In Haudry's own list of simple inherited IE words, bhûrja is an artificial coinage, meaning "the bright one", the birch being exceptional in colour, viz. white. The same may hold for parkatî/quercus, which seems related to the word for "lightning", cfr. the personified lightning-god, Baltic Perkunas, Skt. Parjanya. It is certainly true of a general Vedic word for "tree", which Haudry also mentions: vanaspati, "lord of the jungle". Such metaphoric circumlocution is what the Nordic poets called a kenning, and it is omnipresent not only in the earliest known IE poetry traditions, but even in the formation of IE words themselves.

4.3. The linguistic horse

The word *ekw-o-s, "horse", is a later formation in PIE. The oldest vocabulary had athematic stems (e.g. Latin lex from leg-s), the thematic stems (e.g. Latin corv-u-s, "raven") belong to a later generation of PIE words. Simple roots are older than roots which have been lengthened with an extra (mostly gender-specific) vowel -a or -o; the development of the latter category, with its own declension, had also been completed before the disintegration of PIE. To take two momentous inventions, the IE words for "fire" (*egnis, *pûr, *âter) belong to the older category, while the words for "wheel" (*rot-o-s, *kwekwl-o-s) belong to the younger type, which indicates that the wheel was newly invented or newly adopted from neighbouring peoples by the Proto-Indo-Europeans, whereas the use of fire was already an ancient heritage.

Coming to livestock: *gwou-s, "cow", and *su-s, "pig" (whence the diminutive *su-in-o, "swine") belong to the older category, while *ekw-o-s, "horse", belongs to the younger category. Some scholars deduce from this that the pig and the cow were domesticated earlier than the horse, which happens to tally with the archaeological data. But it might just as well be interpreted as an indication that the horse was not only not domesticated by the earliest Proto-Indo-Europeans, but was simply not known to them; after all, the inhabitants of the areas where horses were available for domestication, must have known the horse since much earlier, as a wild animal on a par with the wolf and the deer. We shouldn't give too much weight to this, but it seems that if the term for "horse" is a younger formation, this might indicate that the horse was not native to the Urheimat, and that the Proto-Indo-Europeans only got acquainted with it (as with the wheel) shortly before their dispersal. In that case, India (if as horseless as usually claimed) was a better candidate for Urheimat status than the horse-rich steppes.

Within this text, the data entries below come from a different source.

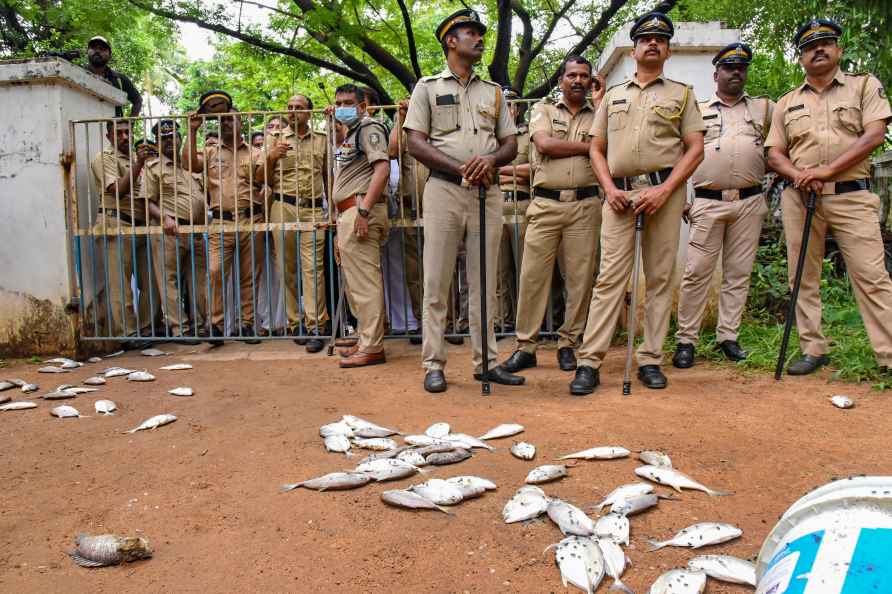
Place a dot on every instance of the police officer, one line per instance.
(648, 139)
(296, 171)
(728, 209)
(821, 138)
(460, 128)
(362, 168)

This cannot be taken as more than a small indication that the horse was not part of the scenery in the PIE homeland. There are many newer-type formations for age-old items, e.g. the species lup-u-s, "wolf", was most certainly known to the first PIE-speakers, whichever their homeland. But in the present case, another argument for the late origin of ekw-o-s has been added (by Lehmann 1967:247), viz. its somewhat irregular development in the different branches of IE, e.g. the appearance from nowhere of the aspiration in Greek hippos.

The only convincing attempt to give *ekwos roots in the basic PIE vocabulary, is through the Greek word ôkus, from *oku/eku, "fast", interpreting the name of the horse as "the fast one". Another cognate word, mentioned by Lehmann (1967:247), could be Balto-Slavic *ashu, "sharp". If this is so, those who see artificial coinage of Indian tree names in Sanskrit as proof of the speakers' unfamiliarity with the trees in question, should also deduce that this artificial coinage indicates the foreignness of the horse to the original PIE-speakers in their Urheimat. Conversely, if the irregularities in the various evolutes of *ekwos are taken to indicate that it "was borrowed, possibly even independently in some of the dialects" (Lehmann 1967:247), this would again confirm that the horse was a newcomer in the expanding PIE horizon. Because that PIE horizon started expanding from horseless India?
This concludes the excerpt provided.